El virus de la fiebre amarilla fue descubierto en 1900, y la vacuna se desarrolló 35 años después, porque no había la tecnología necesaria. El virus de la influenza fue descubierto en 1930 y 15 años después se desarrolló la primera vacuna. Para el dengue, hay una vacuna preliminar. Es difícil desarrollar vacunas.

No hay vacunas porque no hay inversiones locales. Mucho depende de las inversiones y de las necesidades mundiales y también depende del tipo de virus. Por ejemplo, el VIH no tiene vacuna.

Una pregunta al científico que estudia los virus en todas sus formas. ¿Usted tiene miedo al coronavirus?

No le tengo miedo al coronavirus, le tengo miedo a la Covid-19. Yo no he salido de casa en los últimos tres meses. Estoy en el epicentro del brote en EEUU, acá en Nueva York. Mi hermano vive por acá cerca y no me he acercado siquiera a su casa. Estamos totalmente aislados.

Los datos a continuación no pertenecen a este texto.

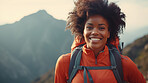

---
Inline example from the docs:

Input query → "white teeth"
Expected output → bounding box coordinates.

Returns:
[91,38,100,41]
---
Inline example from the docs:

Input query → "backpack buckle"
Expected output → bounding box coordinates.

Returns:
[111,66,117,70]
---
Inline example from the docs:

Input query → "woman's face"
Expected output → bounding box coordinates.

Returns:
[83,15,110,53]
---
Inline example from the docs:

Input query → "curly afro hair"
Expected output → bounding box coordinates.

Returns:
[66,0,125,43]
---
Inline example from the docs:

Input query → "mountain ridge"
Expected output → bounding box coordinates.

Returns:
[0,10,73,83]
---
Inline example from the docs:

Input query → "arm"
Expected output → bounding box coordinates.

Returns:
[122,56,146,83]
[54,55,69,83]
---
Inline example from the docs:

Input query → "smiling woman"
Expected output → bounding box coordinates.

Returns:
[83,15,110,56]
[55,0,146,83]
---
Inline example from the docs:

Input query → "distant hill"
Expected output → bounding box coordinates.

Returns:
[0,10,73,83]
[32,35,148,83]
[123,35,148,80]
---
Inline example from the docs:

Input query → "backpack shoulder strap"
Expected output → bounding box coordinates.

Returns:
[108,44,123,83]
[67,45,83,83]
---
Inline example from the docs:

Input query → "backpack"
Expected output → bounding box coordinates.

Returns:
[67,44,123,83]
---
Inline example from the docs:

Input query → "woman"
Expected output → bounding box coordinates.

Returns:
[55,0,146,83]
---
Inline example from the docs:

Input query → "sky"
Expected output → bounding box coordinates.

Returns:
[0,0,148,30]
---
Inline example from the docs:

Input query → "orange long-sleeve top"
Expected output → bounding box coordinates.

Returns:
[54,37,146,83]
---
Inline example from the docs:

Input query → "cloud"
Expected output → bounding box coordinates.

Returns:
[119,0,148,30]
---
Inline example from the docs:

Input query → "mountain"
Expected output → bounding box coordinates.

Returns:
[32,35,148,83]
[120,26,148,46]
[123,34,148,80]
[0,10,73,83]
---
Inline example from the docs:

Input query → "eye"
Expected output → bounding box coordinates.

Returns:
[99,27,105,31]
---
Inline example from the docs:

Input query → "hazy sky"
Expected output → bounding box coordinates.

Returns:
[0,0,148,30]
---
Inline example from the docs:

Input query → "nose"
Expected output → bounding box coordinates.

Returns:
[92,28,99,35]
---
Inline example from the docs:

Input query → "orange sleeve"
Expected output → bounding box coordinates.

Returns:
[54,55,70,83]
[122,56,146,83]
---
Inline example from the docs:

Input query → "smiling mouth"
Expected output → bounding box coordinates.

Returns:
[89,38,102,42]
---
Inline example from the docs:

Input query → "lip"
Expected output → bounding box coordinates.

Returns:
[89,37,102,43]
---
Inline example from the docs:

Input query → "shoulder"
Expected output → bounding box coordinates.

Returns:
[55,53,71,75]
[56,53,71,65]
[121,55,137,67]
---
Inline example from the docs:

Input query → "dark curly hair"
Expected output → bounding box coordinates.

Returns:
[66,0,125,43]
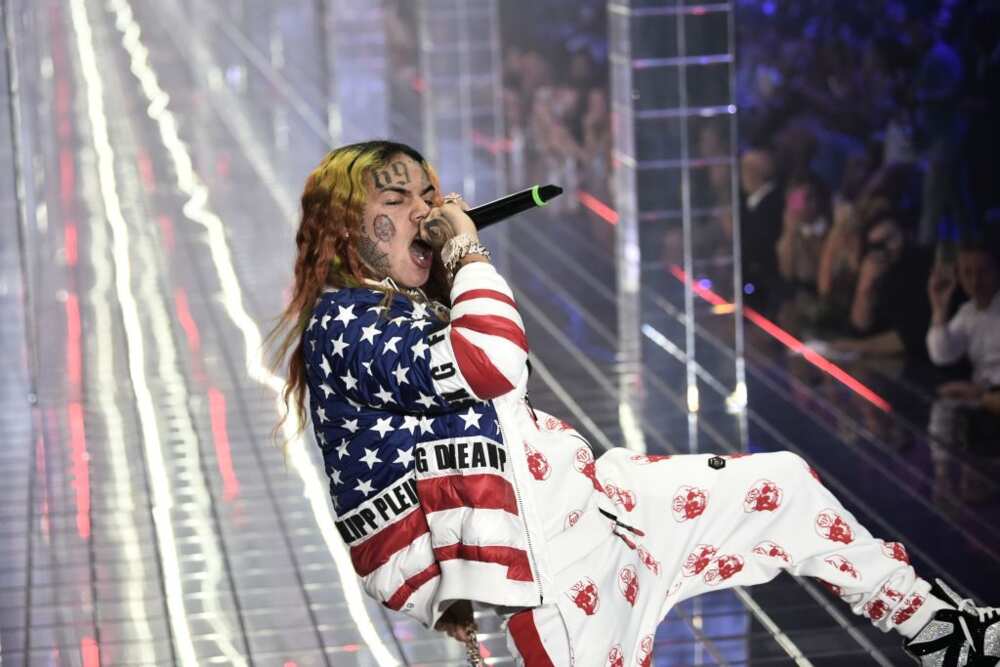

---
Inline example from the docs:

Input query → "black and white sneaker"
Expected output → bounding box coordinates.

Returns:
[903,579,1000,667]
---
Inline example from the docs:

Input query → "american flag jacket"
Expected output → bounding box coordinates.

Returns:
[303,263,608,627]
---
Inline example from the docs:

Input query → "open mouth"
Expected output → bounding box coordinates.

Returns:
[410,239,434,269]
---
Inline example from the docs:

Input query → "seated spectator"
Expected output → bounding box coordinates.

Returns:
[831,218,931,359]
[775,174,830,288]
[740,148,785,310]
[927,237,1000,502]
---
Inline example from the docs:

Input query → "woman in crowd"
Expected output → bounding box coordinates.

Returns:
[270,141,1000,666]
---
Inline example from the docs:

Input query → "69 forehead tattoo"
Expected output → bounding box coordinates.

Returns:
[372,160,411,190]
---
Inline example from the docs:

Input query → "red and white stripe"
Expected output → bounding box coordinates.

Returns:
[439,263,528,400]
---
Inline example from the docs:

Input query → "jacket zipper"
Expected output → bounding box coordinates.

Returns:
[497,408,544,605]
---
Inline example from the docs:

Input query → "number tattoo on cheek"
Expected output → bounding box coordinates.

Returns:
[358,221,392,276]
[372,213,396,242]
[372,160,410,190]
[424,216,455,248]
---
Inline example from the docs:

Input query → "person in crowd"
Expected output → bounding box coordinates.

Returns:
[832,218,931,359]
[740,147,785,310]
[927,237,1000,502]
[775,174,830,289]
[275,141,1000,666]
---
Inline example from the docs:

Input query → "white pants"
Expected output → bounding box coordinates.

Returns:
[507,449,944,667]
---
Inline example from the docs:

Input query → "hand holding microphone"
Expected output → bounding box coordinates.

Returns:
[420,185,562,275]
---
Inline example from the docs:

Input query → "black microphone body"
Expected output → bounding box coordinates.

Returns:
[466,185,562,229]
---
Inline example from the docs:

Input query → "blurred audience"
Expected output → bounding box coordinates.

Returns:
[775,174,832,289]
[740,148,785,310]
[927,243,1000,502]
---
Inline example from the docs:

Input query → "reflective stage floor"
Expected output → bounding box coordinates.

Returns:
[0,0,1000,667]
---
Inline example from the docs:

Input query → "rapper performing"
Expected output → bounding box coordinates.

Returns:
[0,0,1000,667]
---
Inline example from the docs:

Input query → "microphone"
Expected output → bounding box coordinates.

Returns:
[465,185,562,229]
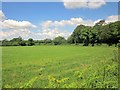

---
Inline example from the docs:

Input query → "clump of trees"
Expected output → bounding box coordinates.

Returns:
[0,20,120,46]
[68,20,120,46]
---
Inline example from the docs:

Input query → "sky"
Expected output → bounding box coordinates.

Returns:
[0,0,118,40]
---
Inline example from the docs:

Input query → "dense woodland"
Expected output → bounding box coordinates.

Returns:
[1,20,120,46]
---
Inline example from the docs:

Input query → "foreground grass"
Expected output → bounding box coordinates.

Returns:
[2,46,118,88]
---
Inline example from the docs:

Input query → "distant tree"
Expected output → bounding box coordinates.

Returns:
[28,38,35,46]
[53,36,66,45]
[44,39,52,44]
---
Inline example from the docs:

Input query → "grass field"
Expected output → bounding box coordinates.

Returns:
[2,45,118,88]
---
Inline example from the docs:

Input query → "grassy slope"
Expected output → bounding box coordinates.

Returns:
[2,46,117,87]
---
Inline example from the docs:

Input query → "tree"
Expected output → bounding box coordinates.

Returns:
[28,38,35,46]
[53,36,66,45]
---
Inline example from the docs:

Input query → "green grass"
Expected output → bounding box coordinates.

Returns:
[2,46,118,88]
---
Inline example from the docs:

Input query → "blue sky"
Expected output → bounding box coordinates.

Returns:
[2,2,118,24]
[2,2,118,39]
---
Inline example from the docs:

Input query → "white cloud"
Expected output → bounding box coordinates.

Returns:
[2,19,36,29]
[42,18,94,29]
[0,10,6,21]
[106,15,120,23]
[63,0,106,9]
[0,29,30,39]
[39,28,71,39]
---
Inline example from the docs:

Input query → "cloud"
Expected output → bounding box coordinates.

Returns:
[0,29,30,39]
[63,0,106,9]
[42,18,94,28]
[2,19,36,29]
[106,15,120,23]
[0,10,6,22]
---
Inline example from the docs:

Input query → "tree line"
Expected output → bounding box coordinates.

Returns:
[1,20,120,46]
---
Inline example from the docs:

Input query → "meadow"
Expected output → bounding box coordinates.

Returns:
[2,45,118,88]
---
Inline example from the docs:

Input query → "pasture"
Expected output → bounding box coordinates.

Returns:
[2,45,118,88]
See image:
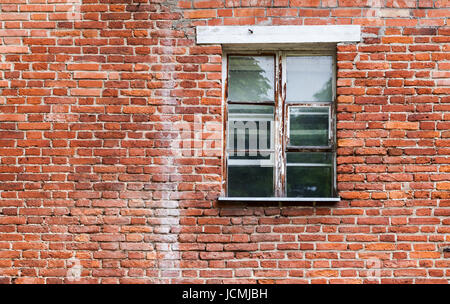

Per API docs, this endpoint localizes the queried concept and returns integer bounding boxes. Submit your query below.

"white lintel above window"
[197,25,361,45]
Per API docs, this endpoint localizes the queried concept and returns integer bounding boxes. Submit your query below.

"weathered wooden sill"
[218,196,341,202]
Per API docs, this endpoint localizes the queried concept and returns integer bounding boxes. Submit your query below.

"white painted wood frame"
[197,25,361,45]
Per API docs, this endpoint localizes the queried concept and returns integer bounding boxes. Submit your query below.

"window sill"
[218,196,341,202]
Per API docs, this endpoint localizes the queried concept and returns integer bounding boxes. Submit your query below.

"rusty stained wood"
[222,49,336,200]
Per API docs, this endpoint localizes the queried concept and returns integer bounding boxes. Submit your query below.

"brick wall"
[0,0,450,283]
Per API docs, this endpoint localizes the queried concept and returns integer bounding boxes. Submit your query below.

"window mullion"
[275,52,286,197]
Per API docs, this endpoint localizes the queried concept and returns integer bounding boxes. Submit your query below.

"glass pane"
[289,107,330,146]
[228,56,275,102]
[227,105,274,156]
[286,56,333,102]
[286,152,333,197]
[228,162,273,197]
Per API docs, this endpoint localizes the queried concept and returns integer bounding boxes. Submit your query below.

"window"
[224,51,336,200]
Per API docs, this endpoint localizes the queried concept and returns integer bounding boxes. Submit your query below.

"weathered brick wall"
[0,0,450,283]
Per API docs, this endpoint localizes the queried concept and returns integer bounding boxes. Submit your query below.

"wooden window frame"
[219,49,340,201]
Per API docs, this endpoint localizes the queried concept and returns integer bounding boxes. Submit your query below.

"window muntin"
[225,52,336,198]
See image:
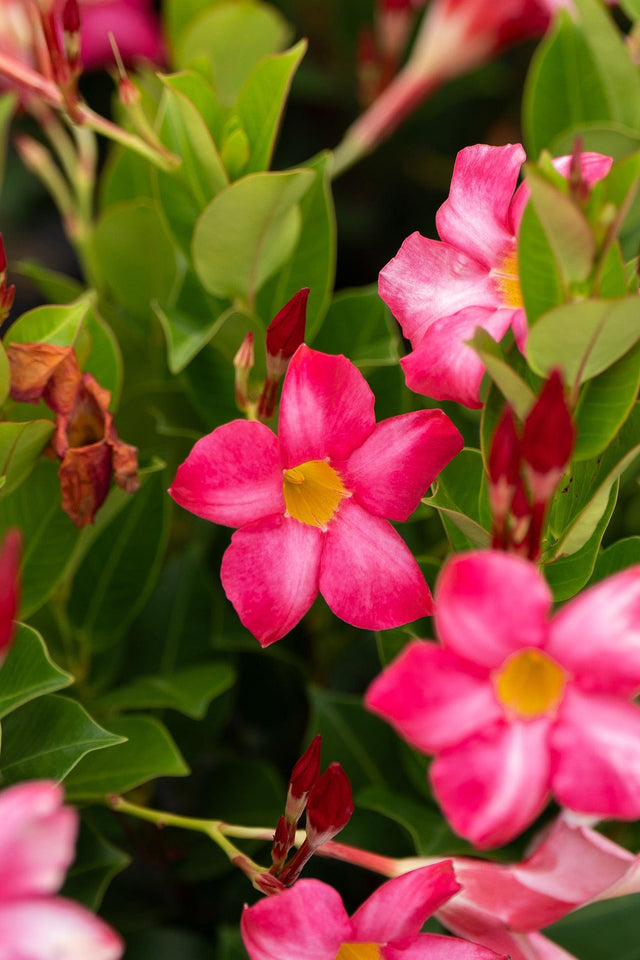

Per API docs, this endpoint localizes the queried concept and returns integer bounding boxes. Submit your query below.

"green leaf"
[0,695,123,784]
[68,471,169,650]
[65,716,189,803]
[94,199,177,318]
[175,0,290,107]
[95,662,235,720]
[192,169,316,303]
[5,292,95,347]
[0,623,73,718]
[236,40,307,173]
[0,420,54,499]
[61,820,131,911]
[526,296,640,385]
[522,10,616,157]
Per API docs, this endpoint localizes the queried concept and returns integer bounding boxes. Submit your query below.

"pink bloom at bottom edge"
[0,780,124,960]
[241,861,504,960]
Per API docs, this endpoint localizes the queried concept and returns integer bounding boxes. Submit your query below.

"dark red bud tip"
[522,370,575,476]
[267,287,309,375]
[307,763,353,847]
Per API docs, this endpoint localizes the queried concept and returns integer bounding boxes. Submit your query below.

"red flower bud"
[307,763,353,848]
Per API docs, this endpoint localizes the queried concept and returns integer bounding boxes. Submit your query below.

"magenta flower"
[0,780,123,960]
[366,551,640,847]
[379,144,612,407]
[241,860,504,960]
[169,345,462,646]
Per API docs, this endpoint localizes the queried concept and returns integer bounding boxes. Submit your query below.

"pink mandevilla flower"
[366,551,640,847]
[0,780,123,960]
[169,345,462,646]
[241,860,504,960]
[379,144,612,407]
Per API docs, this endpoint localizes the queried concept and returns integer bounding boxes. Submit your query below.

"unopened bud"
[285,733,322,825]
[307,763,353,847]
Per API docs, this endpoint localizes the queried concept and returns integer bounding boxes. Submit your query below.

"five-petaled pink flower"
[169,345,462,645]
[241,860,504,960]
[0,780,123,960]
[366,551,640,847]
[379,144,612,407]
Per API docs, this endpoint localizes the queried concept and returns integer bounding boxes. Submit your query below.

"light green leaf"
[65,716,189,803]
[0,695,123,784]
[0,623,73,717]
[192,169,316,303]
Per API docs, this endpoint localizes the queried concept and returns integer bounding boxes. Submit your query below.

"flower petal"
[400,303,522,408]
[365,640,502,753]
[0,780,78,900]
[436,550,551,668]
[436,143,526,267]
[378,233,501,348]
[169,420,284,527]
[0,897,124,960]
[320,500,433,630]
[220,516,323,647]
[430,717,550,848]
[278,344,376,469]
[240,880,353,960]
[546,566,640,697]
[551,685,640,819]
[351,860,461,943]
[338,410,464,520]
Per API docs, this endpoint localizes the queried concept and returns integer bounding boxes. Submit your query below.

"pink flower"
[241,860,504,960]
[366,552,640,847]
[379,144,612,407]
[169,345,462,646]
[0,780,123,960]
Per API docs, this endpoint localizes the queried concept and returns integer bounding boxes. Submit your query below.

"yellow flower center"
[336,943,382,960]
[494,648,566,720]
[491,250,524,310]
[282,460,351,528]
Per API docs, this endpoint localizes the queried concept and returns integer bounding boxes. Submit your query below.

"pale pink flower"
[379,144,612,407]
[241,860,506,960]
[366,551,640,847]
[0,780,123,960]
[169,345,462,646]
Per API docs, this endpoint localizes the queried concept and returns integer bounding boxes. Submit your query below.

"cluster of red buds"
[488,370,575,560]
[233,287,309,423]
[264,735,353,892]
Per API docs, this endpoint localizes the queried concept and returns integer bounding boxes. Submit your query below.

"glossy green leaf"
[526,296,640,384]
[0,420,53,499]
[96,662,235,720]
[65,716,189,802]
[0,695,123,784]
[192,169,316,303]
[68,464,169,650]
[235,40,307,173]
[175,0,289,106]
[0,623,73,717]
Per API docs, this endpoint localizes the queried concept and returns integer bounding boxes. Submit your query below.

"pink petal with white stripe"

En Bolivia, este es el momento más crítico del proceso. Los problemas más graves ocurren cuando la gente se relaja. La gente tiene que protegerse.

HOJA DE VIDA

Nacimiento Nació en Oruro, pero creció en la ciudad de La Paz donde estudió la carrera de Biología en la Universidad Mayor de San Andrés (UMSA).
Estudios Obtuvo una maestría en Ecología Tropical en la Universidad de Puerto Rico, donde estudió los impactos de la deforestación sobre la biodiversidad de aves, mamíferos y reptiles.
Especialización Siguió sus estudios en la Universidad La Sapienza en Roma (Italia) donde investigó cómo la degradación de los ecosistemas está relacionada al incremento de enfermedades infecciosas. Desde entonces trabaja en EcoHealth Alliance, una organización sin fines de lucro que tiene como objetivo entender y prevenir enfermedades infecciosas.